Most children in Tools completed tests successfully, compared to fewer than one-third of children using another curriculum, called balanced literacy.
"At-risk five-year-old children in Tools showed markedly better executive function performance compared with closely-matched peers," says Prof Diamond, adding that the Tools curriculum was a more influential factor in their performance than either age or gender.
These results are consistent with the impressions of teachers who used the new curriculum. "After one year, so convinced were educators in that school that Tools children were doing substantially better than other children that they halted the experiment there and switched over all classrooms in their school to Tools," she says.

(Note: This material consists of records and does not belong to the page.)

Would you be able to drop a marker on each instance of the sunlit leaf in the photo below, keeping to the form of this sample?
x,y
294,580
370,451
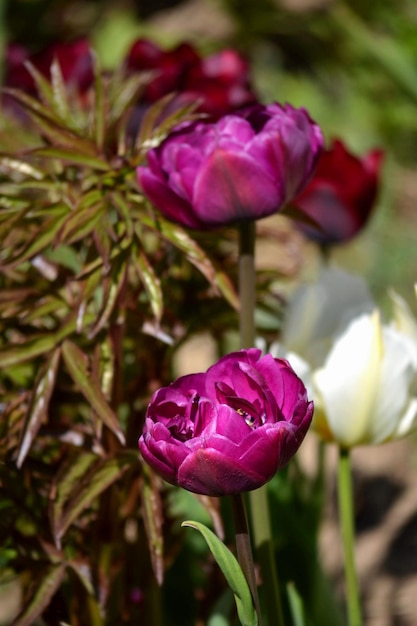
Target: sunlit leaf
x,y
195,255
44,236
99,108
296,605
232,571
67,481
153,519
21,166
72,156
44,588
39,405
36,346
84,485
151,283
80,223
77,365
59,93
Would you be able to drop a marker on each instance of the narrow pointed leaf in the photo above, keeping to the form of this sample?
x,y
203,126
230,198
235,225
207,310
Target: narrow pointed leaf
x,y
195,255
151,283
35,347
45,587
232,571
153,519
59,93
80,223
38,409
76,363
21,166
73,156
67,481
96,480
296,605
99,108
41,239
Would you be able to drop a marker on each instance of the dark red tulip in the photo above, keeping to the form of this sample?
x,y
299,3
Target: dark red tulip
x,y
247,165
341,194
230,429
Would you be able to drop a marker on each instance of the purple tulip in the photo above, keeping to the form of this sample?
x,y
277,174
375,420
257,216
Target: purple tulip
x,y
229,429
247,165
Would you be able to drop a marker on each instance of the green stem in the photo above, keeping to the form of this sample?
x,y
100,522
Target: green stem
x,y
244,549
247,287
259,506
345,495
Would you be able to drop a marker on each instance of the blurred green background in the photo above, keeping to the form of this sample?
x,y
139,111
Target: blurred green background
x,y
352,65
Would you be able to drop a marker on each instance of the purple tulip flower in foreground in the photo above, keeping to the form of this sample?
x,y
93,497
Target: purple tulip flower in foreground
x,y
230,429
247,165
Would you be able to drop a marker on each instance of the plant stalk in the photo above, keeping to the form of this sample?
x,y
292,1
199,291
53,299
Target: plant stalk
x,y
244,548
259,506
346,516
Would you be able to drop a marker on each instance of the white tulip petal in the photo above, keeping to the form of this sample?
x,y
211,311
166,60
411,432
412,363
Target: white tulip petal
x,y
396,374
349,380
408,421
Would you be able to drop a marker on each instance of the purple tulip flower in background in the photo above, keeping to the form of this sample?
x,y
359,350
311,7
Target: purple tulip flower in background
x,y
230,429
247,165
341,194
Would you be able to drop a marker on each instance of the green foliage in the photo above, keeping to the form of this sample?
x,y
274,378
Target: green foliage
x,y
97,291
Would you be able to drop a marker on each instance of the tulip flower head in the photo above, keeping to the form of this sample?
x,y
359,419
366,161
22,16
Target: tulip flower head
x,y
365,389
246,165
341,194
230,429
219,82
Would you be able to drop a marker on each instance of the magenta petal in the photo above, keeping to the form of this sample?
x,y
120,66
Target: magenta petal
x,y
209,472
219,200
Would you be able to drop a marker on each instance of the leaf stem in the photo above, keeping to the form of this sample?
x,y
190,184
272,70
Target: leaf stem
x,y
244,548
345,496
259,506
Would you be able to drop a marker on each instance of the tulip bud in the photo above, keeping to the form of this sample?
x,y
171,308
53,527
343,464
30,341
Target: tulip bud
x,y
341,194
230,429
247,165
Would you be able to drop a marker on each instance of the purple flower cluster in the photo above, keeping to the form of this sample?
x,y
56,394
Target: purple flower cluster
x,y
229,429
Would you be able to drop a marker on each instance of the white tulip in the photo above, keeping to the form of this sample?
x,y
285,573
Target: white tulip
x,y
318,310
364,390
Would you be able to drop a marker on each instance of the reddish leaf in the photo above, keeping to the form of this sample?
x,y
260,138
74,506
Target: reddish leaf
x,y
39,405
77,365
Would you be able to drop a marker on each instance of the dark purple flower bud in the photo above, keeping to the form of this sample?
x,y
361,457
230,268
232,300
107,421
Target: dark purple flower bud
x,y
341,194
220,82
230,429
74,58
247,165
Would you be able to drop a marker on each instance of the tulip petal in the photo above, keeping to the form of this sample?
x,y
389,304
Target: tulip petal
x,y
348,382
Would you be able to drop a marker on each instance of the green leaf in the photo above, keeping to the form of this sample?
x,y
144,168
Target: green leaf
x,y
36,346
232,571
81,482
21,166
99,108
151,283
80,223
195,255
73,157
44,589
39,405
59,93
44,236
296,605
76,362
153,519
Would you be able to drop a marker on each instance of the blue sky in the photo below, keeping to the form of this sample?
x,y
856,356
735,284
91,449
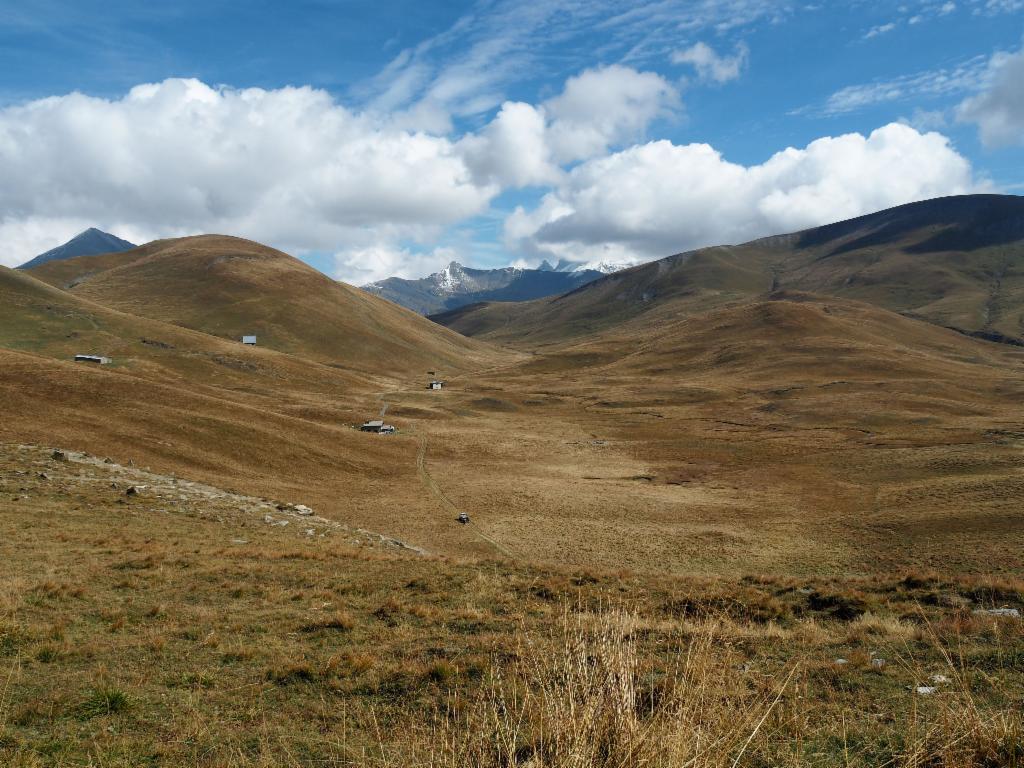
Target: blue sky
x,y
391,137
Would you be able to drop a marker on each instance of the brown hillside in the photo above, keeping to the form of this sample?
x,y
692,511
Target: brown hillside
x,y
953,261
229,287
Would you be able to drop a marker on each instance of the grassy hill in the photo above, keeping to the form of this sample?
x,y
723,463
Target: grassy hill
x,y
229,287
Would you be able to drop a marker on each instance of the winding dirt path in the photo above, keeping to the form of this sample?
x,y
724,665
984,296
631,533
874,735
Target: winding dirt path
x,y
431,484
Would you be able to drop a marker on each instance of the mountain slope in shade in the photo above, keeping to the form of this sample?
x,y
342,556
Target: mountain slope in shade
x,y
89,243
457,286
954,261
229,287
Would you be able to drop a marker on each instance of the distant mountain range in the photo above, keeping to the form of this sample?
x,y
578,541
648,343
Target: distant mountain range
x,y
458,286
956,262
89,243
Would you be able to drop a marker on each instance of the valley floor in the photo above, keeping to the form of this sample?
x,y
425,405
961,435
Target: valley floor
x,y
182,626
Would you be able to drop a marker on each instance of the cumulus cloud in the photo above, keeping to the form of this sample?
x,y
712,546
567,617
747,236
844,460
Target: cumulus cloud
x,y
291,167
365,264
605,107
659,198
998,109
598,109
882,29
710,66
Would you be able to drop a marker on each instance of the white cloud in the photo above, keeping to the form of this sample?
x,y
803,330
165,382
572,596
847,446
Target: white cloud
x,y
658,198
997,7
710,66
880,30
998,109
290,167
605,107
379,260
598,109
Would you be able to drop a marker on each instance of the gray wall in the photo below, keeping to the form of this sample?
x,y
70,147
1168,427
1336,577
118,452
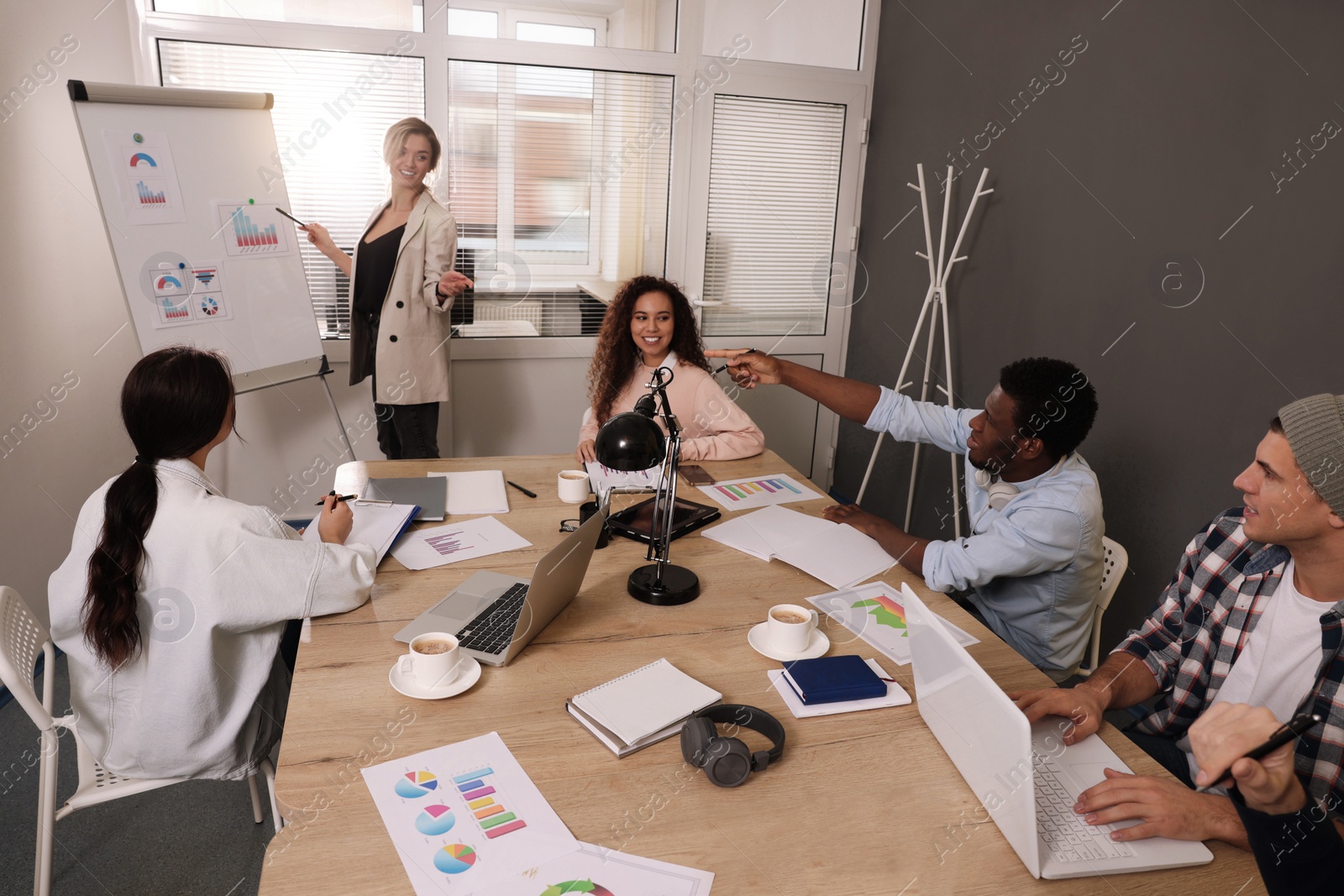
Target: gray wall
x,y
1169,125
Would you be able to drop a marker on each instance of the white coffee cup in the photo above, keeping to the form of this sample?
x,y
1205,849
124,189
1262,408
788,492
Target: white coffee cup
x,y
790,627
433,660
573,486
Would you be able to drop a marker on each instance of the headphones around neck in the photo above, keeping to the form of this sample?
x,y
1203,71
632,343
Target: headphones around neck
x,y
999,492
727,762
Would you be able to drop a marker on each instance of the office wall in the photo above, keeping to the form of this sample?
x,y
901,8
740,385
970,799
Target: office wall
x,y
1160,144
64,332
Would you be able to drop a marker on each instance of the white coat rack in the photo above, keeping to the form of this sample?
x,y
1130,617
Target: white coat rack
x,y
936,300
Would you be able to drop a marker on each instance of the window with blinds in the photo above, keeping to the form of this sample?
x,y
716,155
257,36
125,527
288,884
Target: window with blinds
x,y
331,113
558,179
774,176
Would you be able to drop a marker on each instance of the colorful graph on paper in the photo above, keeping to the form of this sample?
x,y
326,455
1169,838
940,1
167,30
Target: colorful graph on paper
x,y
748,495
886,611
871,613
253,230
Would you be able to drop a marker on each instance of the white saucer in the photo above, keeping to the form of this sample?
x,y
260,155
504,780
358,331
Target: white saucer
x,y
759,642
468,673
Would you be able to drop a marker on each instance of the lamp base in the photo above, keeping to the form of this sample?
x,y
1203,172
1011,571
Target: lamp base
x,y
679,584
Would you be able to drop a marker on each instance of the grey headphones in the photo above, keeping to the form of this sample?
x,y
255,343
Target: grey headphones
x,y
727,762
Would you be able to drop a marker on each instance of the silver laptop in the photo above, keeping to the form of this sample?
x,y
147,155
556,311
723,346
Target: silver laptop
x,y
1021,773
496,616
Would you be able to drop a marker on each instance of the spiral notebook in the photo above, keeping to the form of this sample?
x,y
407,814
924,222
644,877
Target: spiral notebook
x,y
640,708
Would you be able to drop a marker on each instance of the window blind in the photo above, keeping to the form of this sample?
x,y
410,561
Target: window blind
x,y
774,176
331,113
557,177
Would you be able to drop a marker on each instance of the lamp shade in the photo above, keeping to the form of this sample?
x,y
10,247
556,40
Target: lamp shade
x,y
631,443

Co-author, and National Institute for Early Education Research Director, Steven Barnett, notes that "benefit-cost analyses have found that the longer term economic impacts of improving executive functions are quite large compared to the benefits of improving academic test scores alone, because executive functions leads to the avoidance of risky behaviours like smoking, teen pregnancy, and crime."
How formal play can help
The "Tools of the Mind" programme was developed over the past 12 years by American educational psychologists, Drs Deborah Leong and Elena Bodrova, based on the theories of Russian psychologist Lev Vygotsky, who believed a child's social interactions with the world aids learning.
Within a group setting, children first record the day's weather, update the class calendar, participate in story time and get their bodies moving with dance. Next, each child individually creates their "play plan" for that day.
As a result, a typical classroom using the curriculum might see little Cinderellas dancing at the ball, three-foot-tall knights survey their kingdom from the castle above, or the saga of the Three Little Pigs relived in the construction of cardboard brick houses.